Interpolation and Extrapolation Examples
# Set global chunk options and load necessary libraries
knitr::opts_chunk$set(echo = TRUE)
library(ggplot2) # for plotting
library(tidyverse) # for data manipulation and piping
## ── Attaching core tidyverse packages ──────────────────────── tidyverse 2.0.0 ──
## ✔ dplyr 1.1.4 ✔ readr 2.1.5
## ✔ forcats 1.0.0 ✔ stringr 1.5.1
## ✔ lubridate 1.9.4 ✔ tibble 3.2.1
## ✔ purrr 1.0.4 ✔ tidyr 1.3.1
## ── Conflicts ────────────────────────────────────────── tidyverse_conflicts() ──
## ✖ dplyr::filter() masks stats::filter()

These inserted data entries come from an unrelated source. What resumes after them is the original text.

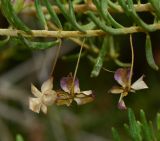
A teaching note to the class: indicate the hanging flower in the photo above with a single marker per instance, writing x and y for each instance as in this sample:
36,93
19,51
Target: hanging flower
43,98
72,92
122,76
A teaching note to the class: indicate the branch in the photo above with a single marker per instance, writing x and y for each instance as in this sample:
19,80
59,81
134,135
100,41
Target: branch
67,34
85,7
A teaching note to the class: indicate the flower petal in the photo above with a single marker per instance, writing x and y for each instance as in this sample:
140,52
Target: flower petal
35,104
44,109
76,86
49,97
47,85
139,84
89,92
121,105
35,91
63,98
66,84
81,98
122,76
116,90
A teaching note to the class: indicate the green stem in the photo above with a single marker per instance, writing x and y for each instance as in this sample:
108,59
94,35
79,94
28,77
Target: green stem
132,61
75,72
56,57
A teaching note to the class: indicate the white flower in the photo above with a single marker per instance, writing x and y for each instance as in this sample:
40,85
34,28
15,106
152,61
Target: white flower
43,98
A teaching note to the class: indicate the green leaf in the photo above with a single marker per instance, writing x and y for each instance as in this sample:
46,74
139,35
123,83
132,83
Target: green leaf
70,16
149,54
11,16
5,41
116,136
104,27
38,45
73,57
134,127
145,127
156,5
100,59
40,14
106,15
130,11
53,14
158,121
18,5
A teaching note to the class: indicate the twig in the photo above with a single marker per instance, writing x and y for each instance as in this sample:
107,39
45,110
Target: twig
75,40
66,34
84,7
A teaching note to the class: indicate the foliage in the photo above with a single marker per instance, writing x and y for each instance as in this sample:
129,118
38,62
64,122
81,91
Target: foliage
139,130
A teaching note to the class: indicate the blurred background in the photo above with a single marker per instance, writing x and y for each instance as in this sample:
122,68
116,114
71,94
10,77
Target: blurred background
20,66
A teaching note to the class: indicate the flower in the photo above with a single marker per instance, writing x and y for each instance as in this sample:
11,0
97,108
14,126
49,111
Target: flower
43,98
122,76
72,92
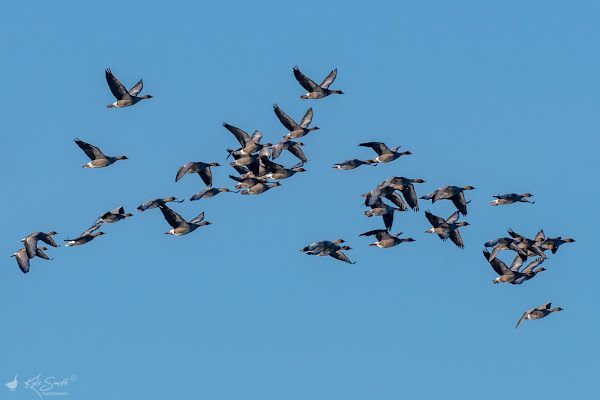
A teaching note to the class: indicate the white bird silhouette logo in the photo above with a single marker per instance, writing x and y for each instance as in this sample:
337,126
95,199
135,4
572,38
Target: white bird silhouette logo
12,385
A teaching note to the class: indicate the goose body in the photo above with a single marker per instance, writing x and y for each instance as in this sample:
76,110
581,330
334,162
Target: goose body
316,91
125,98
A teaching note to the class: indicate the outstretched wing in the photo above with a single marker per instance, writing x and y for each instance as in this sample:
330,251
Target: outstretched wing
304,81
116,87
460,203
329,80
434,219
92,152
171,216
307,119
338,255
379,147
289,123
239,134
134,91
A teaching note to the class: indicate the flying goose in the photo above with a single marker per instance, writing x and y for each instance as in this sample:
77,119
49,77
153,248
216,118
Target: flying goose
260,188
510,198
353,163
316,91
117,214
379,208
291,146
202,169
180,226
504,244
85,237
446,228
385,239
250,144
277,171
99,160
150,204
405,185
30,242
296,130
327,248
552,244
385,154
454,193
23,259
537,313
124,98
209,192
512,274
529,246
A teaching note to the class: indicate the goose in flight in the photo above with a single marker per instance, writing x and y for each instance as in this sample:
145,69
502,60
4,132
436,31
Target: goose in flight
31,242
454,193
85,237
510,198
180,226
124,98
23,259
316,91
99,160
296,130
446,228
385,239
537,313
150,204
385,154
202,169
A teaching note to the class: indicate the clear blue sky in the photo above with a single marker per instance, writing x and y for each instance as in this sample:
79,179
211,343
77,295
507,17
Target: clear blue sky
500,96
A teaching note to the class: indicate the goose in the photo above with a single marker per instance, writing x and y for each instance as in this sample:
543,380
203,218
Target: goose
537,313
530,247
209,192
320,245
379,208
296,130
316,91
113,216
150,204
23,259
124,98
246,182
180,226
385,239
12,385
353,163
259,188
384,191
30,242
385,154
277,171
291,146
99,160
202,169
327,248
405,185
510,198
85,237
454,193
552,244
504,244
446,228
512,274
250,144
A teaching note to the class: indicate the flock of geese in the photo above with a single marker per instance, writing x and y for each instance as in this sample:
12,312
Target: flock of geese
257,172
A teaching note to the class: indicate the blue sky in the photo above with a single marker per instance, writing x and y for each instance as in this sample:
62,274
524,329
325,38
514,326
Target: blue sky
502,97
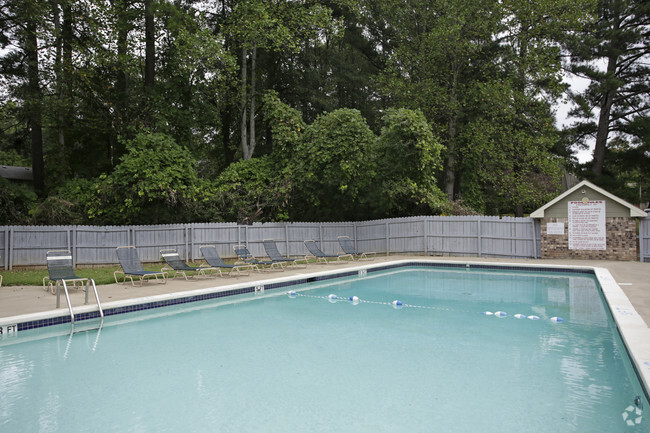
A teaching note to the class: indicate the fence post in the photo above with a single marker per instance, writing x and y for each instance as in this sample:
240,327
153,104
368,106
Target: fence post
72,245
479,240
286,239
532,222
425,234
185,235
11,247
387,239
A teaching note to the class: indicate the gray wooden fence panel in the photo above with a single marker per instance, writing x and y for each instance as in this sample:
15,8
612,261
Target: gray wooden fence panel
30,244
644,240
96,245
371,236
463,236
222,236
149,240
331,231
297,233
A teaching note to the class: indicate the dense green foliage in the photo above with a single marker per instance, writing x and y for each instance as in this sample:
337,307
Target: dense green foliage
135,112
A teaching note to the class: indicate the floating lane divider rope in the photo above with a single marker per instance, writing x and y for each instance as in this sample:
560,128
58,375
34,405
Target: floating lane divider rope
398,305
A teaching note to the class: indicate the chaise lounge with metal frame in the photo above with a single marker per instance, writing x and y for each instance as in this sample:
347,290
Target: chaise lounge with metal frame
316,253
179,267
246,257
347,245
61,272
274,255
132,267
213,259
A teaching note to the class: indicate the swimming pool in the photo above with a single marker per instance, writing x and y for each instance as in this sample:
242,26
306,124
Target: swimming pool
308,362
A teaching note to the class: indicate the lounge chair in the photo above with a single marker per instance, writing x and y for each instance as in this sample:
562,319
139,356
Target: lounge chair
316,253
59,267
214,260
61,272
179,267
246,257
132,267
274,254
348,248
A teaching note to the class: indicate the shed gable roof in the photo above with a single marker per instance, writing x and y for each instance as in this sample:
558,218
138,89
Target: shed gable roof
635,212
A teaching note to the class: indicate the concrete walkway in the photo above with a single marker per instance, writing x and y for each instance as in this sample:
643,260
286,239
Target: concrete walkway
632,277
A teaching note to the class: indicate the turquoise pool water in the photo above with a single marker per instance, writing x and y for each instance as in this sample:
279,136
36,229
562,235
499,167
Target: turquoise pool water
309,363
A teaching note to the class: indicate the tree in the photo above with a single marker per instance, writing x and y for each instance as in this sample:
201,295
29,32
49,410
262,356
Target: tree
156,182
409,157
22,22
273,26
252,190
618,38
334,167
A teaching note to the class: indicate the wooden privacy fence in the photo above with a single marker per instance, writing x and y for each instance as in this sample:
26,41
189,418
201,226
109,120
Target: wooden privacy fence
431,235
644,240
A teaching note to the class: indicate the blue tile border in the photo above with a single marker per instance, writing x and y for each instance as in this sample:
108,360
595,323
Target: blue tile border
233,292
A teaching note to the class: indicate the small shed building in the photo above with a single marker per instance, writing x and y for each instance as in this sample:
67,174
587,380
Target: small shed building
587,222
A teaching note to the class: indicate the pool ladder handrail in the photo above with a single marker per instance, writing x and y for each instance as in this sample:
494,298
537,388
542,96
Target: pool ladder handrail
67,297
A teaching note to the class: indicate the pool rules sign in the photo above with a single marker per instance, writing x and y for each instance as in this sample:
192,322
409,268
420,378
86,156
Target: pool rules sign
587,225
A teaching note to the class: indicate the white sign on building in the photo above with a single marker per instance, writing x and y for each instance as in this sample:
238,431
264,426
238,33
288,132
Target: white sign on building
555,229
587,225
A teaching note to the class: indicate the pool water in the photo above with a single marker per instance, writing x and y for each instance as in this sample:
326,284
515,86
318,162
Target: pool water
310,363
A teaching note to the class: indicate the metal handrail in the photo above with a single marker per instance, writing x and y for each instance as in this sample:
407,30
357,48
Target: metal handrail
67,297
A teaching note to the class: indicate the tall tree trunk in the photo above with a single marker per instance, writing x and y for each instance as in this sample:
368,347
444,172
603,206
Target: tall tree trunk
603,121
450,163
150,46
149,62
34,105
58,68
244,102
122,83
63,68
251,135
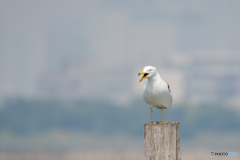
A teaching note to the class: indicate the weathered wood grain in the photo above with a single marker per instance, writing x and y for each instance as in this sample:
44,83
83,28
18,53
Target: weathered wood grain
162,141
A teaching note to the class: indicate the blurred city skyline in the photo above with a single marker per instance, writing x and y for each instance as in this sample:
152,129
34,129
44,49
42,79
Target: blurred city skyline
95,49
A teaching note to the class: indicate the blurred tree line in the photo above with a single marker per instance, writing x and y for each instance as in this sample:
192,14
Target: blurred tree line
25,117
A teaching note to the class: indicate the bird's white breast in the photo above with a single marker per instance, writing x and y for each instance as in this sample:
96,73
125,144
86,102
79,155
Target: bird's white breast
157,94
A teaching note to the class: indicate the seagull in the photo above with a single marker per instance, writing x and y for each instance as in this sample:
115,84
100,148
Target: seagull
157,92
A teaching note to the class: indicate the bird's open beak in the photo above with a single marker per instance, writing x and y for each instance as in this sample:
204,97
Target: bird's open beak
144,75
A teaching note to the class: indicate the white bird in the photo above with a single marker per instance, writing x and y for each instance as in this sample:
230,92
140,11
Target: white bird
157,92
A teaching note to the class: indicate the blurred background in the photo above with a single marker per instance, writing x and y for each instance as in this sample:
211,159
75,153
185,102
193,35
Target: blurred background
68,76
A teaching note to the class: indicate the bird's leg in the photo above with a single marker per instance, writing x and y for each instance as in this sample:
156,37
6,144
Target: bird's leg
162,115
151,115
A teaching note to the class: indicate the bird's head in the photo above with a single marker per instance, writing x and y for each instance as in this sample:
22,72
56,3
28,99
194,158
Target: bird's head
148,72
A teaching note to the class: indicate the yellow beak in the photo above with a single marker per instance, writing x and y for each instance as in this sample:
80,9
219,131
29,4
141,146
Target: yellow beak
144,76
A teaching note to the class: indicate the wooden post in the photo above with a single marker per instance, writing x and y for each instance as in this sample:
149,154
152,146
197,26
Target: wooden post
162,141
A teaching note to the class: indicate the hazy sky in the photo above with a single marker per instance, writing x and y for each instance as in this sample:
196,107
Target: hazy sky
109,41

## ✖ dplyr::lag() masks stats::lag()
## ℹ Use the conflicted package (<http://conflicted.r-lib.org/>) to force all conflicts to become errors
##
## Attaching package: 'PolynomF'
##
## The following object is masked from 'package:purrr':
##
## zap
##
## Attaching package: 'pracma'
##
## The following objects are masked from 'package:PolynomF':
##
## integral, neville
##
## The following object is masked from 'package:purrr':
##
## cross
11.3 Example - CO2 at Mauna Loa Observatory
The Mauna Loa Observatory contains the longest in situ record of CO2 in the atmosphere. This dataset is ideal for demonstrating interpolation and extrapolation methods. Using this data, let’s extrapolate the CO2 level at 2100. We’ll start with linear interpolation/extrapolation using a few different methods and then we will try polynomial and splines methods.

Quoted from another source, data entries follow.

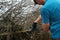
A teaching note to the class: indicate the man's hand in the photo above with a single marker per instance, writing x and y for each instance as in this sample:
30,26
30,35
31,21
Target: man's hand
34,25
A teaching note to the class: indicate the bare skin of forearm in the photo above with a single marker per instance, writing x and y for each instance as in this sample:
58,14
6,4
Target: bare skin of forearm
38,19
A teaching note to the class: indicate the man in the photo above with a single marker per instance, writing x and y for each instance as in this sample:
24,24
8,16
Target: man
50,16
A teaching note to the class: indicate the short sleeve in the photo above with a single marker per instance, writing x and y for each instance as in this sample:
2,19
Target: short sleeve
45,15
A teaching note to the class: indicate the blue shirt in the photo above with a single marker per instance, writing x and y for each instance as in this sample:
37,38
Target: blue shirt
50,13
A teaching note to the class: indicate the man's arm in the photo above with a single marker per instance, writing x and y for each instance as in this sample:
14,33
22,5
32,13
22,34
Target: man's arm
46,27
39,19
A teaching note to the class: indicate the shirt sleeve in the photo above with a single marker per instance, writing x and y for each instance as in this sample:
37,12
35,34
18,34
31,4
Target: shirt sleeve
45,15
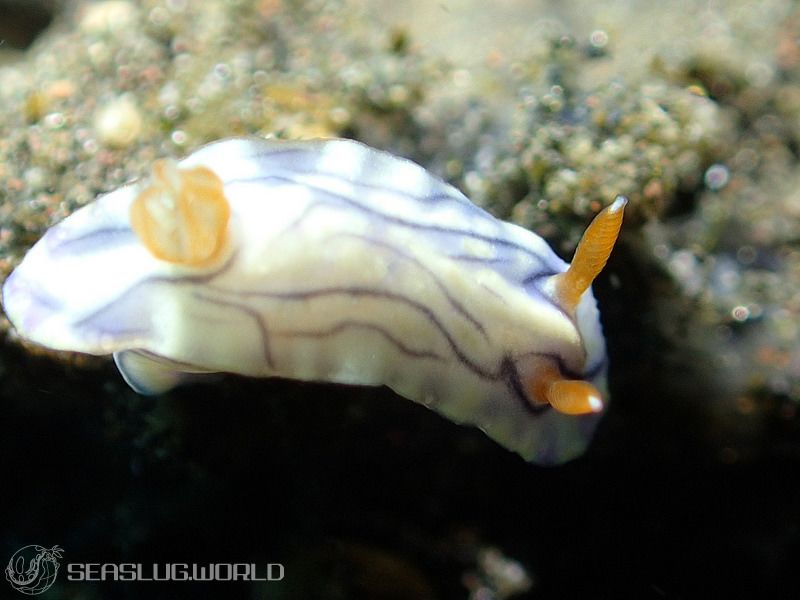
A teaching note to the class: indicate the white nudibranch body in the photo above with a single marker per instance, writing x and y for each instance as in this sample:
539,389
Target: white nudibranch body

Interpolation: Estimating values within known data range.
Extrapolation: Predicting values beyond known data range.
We’ve downloaded this data from ftp://aftp.cmdl.noaa.gov/products/trends/co2/co2_annmean_mlo.txt.
Let’s read in this data and start by visualizing it.
# Define column names and read in the dataset, skipping comments
coln <- c("year","co2","y")
mauna_loa_co2 <- read_delim("data/co2_annmean_mlo.txt",delim = " ", comment = "#",col_names = coln)
## Rows: 65 Columns: 5
## ── Column specification ────────────────────────────────────────────────────────
## Delimiter: " "
## chr (1): year
## dbl (2): co2, X5
## lgl (2): y, X4
##
## ℹ Use `spec()` to retrieve the full column specification for this data.
## ℹ Specify the column types or set `show_col_types = FALSE` to quiet this message.
# Convert columns to numeric types
mauna_loa_co2$year <- as.numeric(mauna_loa_co2$year)
mauna_loa_co2$co2 <- as.numeric((mauna_loa_co2$co2))
# Plot the raw data to see the trend
plot(mauna_loa_co2$year, mauna_loa_co2$co2)
11.3.1 Linear Extrapolation
Let’s build a linear model and extrapolate to the year 2100.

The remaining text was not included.